O kahramanları yaşatmaya da öldürmeye de yer vardır sahnesinde. Hayaller gerçekleşir ya da gerçekleşmez, zaman akar, kahramanlar değişir, başkalaşır. İyiler kötü, kötüler iyi olurlar, değişirler.

Tiyatro yarattığın insanı öldürmeni de sağlar.
Yeniden yaratmanı da…

Hayal kurma sanatı bir ömür sürer.

Tekrar ediyorum. Tiyatro yapmak da masal anlatmakla eşdeş. Tiyatro da masallar gibi dikte etmez, yoldaşlık eder.

Ve hiçbir zaman gerçekleri söylemez, gerçekleri söylemediği için de insanı gerçekleri bulmaya zorlar, hiçbir karmaşayı düzeltmediği gibi provoke eder.

Tiyatroda en büyük ses, sessizliktir. O anı sükunetle, heyecan ve merakla hep beraber paylaşmaktır. Ancak o sessizliğin mucizevi bir geri dönüşü vardır.
Fark etmeden kişinin zihnine, ruhuna nüfuz eder.

Sanat yok oldukça kötülük yükselir, kapı duvar bir sessizlik hakim olur dünyaya, bunu fark ettiğimizde ise geç kalmış oluruz.

Bize dünyanın bu yalan düzeninin perdesini aralamaktan başka yol yok.
O yol ya da kavşaklar, patikalar hep hayal kurmaktan geçiyor. Kahramanlara, mucizelere inanmaktan, düş kurmaktan… Bir kişiye hayal kurdurabilirsek tüm topluma kurdurabiliriz, bir kişi ya da bütün toplum aynı dünyanın oyuncuları.

Tiyatroya gitmemek, sabahları aynaya bakmadan güzelleşmeye çalışmak gibi bir şey. Oysa dünya da bir tiyatro sahnesi ve biz hâlâ genel prova akşamını yaşıyoruz.

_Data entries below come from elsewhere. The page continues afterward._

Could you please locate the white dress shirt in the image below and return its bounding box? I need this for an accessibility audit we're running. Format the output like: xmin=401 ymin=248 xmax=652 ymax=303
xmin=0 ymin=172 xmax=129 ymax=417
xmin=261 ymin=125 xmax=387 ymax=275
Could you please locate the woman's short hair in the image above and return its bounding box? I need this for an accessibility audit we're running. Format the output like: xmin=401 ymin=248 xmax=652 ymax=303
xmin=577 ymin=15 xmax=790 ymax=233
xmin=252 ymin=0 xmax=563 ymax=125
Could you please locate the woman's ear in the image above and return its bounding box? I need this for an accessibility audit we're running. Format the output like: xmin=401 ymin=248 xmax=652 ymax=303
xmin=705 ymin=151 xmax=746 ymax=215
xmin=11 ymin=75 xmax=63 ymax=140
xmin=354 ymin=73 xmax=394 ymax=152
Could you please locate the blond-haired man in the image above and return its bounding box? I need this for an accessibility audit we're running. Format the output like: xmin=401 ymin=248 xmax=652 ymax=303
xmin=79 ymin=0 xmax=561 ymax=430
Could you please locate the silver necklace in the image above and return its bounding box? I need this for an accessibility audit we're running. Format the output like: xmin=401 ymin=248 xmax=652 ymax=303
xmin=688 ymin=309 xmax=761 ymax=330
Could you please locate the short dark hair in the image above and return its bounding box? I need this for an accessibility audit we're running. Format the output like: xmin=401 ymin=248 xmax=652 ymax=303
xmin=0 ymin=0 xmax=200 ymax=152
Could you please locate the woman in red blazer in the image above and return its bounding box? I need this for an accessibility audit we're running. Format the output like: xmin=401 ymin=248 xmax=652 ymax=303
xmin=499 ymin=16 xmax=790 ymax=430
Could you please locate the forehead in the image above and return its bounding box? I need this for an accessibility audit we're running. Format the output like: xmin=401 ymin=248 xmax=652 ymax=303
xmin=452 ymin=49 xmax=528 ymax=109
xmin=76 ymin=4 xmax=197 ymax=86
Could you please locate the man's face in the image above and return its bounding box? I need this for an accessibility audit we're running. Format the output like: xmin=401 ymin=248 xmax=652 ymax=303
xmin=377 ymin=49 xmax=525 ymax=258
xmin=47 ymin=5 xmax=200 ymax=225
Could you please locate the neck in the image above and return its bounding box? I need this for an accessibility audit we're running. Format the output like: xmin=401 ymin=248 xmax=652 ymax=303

Tiyatro yapmaksa suya yazı yazmaya benzer; yaşamak gibi, geçici olduğunu bile bile inadına iz bırakma çabasıdır.

Tiyatro bugünde yaşar, yarını kapsar, geçmişe tutunur, durmaz.
Sonsuzdur.
Bizlerse sonlu hayatımızda akıllanmadan ihtiyarlamamalıyız.
Önümüzde gürül gürül akıp giden hayatın türlü rengine bulanmalı, evvel zaman anlatılarına kulak vermeli ve geleceğe bu mirası aktarmalıyız. Geç kalmadan.